Tour Description
Join Maddie Webster, Ph.D. for a talk on the fascinating history of the Charles Street Meeting House, which from 1876 to 1939 was home to the Charles Street African Methodist Episcopal Church. In 1920, this congregation saved the church from the widening of Charles Street by raising funds to have the building picked up and moved 10 feet away, despite the fact that the building had housed an infamous segregated Baptist congregation before the Civil War. Counterintuitively, the A.M.E. congregants had upheld this story and leveraged the legacy of prejudice to fuel them as they recalibrated the building to serve activist ends in the 1890s.

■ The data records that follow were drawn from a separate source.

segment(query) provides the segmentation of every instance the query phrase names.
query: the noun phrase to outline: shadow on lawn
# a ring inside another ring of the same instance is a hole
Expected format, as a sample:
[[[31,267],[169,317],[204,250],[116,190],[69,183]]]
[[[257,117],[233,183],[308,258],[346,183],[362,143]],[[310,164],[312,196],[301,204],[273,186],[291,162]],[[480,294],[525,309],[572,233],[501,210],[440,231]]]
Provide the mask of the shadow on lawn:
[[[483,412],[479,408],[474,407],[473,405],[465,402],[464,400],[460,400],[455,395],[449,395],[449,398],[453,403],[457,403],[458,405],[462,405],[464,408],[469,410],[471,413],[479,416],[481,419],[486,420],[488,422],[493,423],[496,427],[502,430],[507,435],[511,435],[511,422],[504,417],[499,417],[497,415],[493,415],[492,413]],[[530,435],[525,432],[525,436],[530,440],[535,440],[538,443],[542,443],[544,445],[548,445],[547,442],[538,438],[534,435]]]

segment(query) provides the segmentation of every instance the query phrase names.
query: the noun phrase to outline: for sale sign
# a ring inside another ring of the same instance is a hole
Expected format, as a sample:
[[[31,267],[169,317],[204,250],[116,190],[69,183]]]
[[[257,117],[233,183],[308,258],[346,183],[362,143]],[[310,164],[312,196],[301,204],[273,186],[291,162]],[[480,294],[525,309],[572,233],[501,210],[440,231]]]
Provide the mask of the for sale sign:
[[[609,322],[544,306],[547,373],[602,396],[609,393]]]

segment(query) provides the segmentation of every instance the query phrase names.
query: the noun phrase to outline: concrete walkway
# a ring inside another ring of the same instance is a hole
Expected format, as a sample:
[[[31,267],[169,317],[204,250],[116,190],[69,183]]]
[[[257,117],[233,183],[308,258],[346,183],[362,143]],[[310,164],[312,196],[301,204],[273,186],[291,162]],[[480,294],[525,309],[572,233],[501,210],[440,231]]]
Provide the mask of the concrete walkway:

In 1939, the congregation moved to Roxbury as the last Black institution to leave Beacon Hill. The building’s new owners, a white preservationist group, subsequently rewrote the history of the church into an antislavery site, a more easily digestible narrative that ultimately minimized the role of Blacks in the preservation of the church while heightening their own.
Bio:
Maddie Webster received her PhD in American & New England Studies from Boston University in 2023. Her research focused on Black Bostonians’ historic preservation efforts throughout the nineteenth and twentieth centuries. She is currently working in the Mayor’s Office of New Urban Mechanics, the City of Boston’s civic innovation research and design lab, as a program manager.
This program is presented in partnership with Beacon Hill Seminars, which is located in the Charles Street Meeting House.